Data from: Traffic and Log Data Captured During a Cyber Defense Exercise

Related Article
Explore at:
Dataset updated
Jun 12, 2020
Dataset provided by
Jan Vykopal
Stanislav Špaček
Daniel TovarňÑk
License

Attribution 4.0 (CC BY 4.0)https://creativecommons.org/licenses/by/4.0/
License information was derived automatically

Description

This dataset was acquired during Cyber Czech – a hands-on cyber defense exercise (Red Team/Blue Team) held in March 2019 at Masaryk University, Brno, Czech Republic. Network traffic flows and a high variety of event logs were captured in an exercise network deployed in the KYPO Cyber Range Platform.

Contents

The dataset covers two distinct time intervals, which correspond to the official schedule of the exercise. The timestamps provided below are in the ISO 8601 date format.

Day 1, March 19, 2019

Start: 2019-03-19T11:00:00.000000+01:00

End: 2019-03-19T18:00:00.000000+01:00

Day 2, March 20, 2019

Start: 2019-03-20T08:00:00.000000+01:00

End: 2019-03-20T15:30:00.000000+01:00

The captured and collected data were normalized into three distinct event types and they are stored as structured JSON. The data are sorted by a timestamp, which represents the time they were observed. Each event type includes a raw payload ready for further processing and analysis. The description of the respective event types and the corresponding data files follows.

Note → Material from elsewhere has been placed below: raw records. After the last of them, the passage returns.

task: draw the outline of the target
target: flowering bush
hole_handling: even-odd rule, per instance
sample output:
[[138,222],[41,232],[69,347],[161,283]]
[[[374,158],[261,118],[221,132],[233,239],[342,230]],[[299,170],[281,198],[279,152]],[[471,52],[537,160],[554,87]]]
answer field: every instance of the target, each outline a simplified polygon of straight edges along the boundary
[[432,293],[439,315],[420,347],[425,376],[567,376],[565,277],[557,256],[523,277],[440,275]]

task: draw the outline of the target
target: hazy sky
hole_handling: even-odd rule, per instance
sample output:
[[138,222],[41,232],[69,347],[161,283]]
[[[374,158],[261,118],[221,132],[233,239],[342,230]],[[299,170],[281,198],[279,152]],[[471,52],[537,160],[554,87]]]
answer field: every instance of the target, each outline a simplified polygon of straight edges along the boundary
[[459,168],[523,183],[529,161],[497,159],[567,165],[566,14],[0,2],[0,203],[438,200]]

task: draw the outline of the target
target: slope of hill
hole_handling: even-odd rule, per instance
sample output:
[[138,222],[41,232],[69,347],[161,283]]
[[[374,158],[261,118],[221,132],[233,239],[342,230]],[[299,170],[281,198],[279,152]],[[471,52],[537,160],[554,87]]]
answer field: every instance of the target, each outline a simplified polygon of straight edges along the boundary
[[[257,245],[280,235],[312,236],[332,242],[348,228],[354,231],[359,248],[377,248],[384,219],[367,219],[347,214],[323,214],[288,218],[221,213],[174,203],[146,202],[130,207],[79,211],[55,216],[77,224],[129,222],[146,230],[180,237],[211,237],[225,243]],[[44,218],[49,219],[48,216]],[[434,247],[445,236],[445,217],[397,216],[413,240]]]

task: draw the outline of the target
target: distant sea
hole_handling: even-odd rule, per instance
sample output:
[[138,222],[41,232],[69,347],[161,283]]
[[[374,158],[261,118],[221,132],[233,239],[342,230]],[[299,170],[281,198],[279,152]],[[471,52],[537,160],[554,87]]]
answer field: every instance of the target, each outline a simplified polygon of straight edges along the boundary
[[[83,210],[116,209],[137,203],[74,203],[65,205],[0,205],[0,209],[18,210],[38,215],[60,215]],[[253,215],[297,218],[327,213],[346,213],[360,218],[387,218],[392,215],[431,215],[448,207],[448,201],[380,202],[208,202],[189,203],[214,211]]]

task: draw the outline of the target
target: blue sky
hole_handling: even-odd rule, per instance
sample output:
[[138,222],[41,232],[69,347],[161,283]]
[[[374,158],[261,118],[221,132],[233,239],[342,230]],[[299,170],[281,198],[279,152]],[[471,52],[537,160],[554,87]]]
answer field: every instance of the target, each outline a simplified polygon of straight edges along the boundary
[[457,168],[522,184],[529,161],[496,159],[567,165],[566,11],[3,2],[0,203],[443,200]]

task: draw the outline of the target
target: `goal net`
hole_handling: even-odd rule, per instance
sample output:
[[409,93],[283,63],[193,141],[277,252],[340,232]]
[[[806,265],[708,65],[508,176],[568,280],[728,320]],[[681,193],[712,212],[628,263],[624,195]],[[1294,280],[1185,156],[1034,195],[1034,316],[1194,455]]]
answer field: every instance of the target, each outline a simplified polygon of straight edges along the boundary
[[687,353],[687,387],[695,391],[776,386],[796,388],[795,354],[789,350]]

cz.muni.csirt.IpfixEntry.tgz – an archive of IPFIX traffic flows enriched with an additional payload of parsed application protocols in raw JSON.

cz.muni.csirt.SyslogEntry.tgz – an archive of Linux Syslog entries with the payload of corresponding text-based log messages.

cz.muni.csirt.WinlogEntry.tgz – an archive of Windows Event Log entries with the payload of original events in raw XML.

Each archive listed above includes a directory of the same name with the following four files, ready to be processed.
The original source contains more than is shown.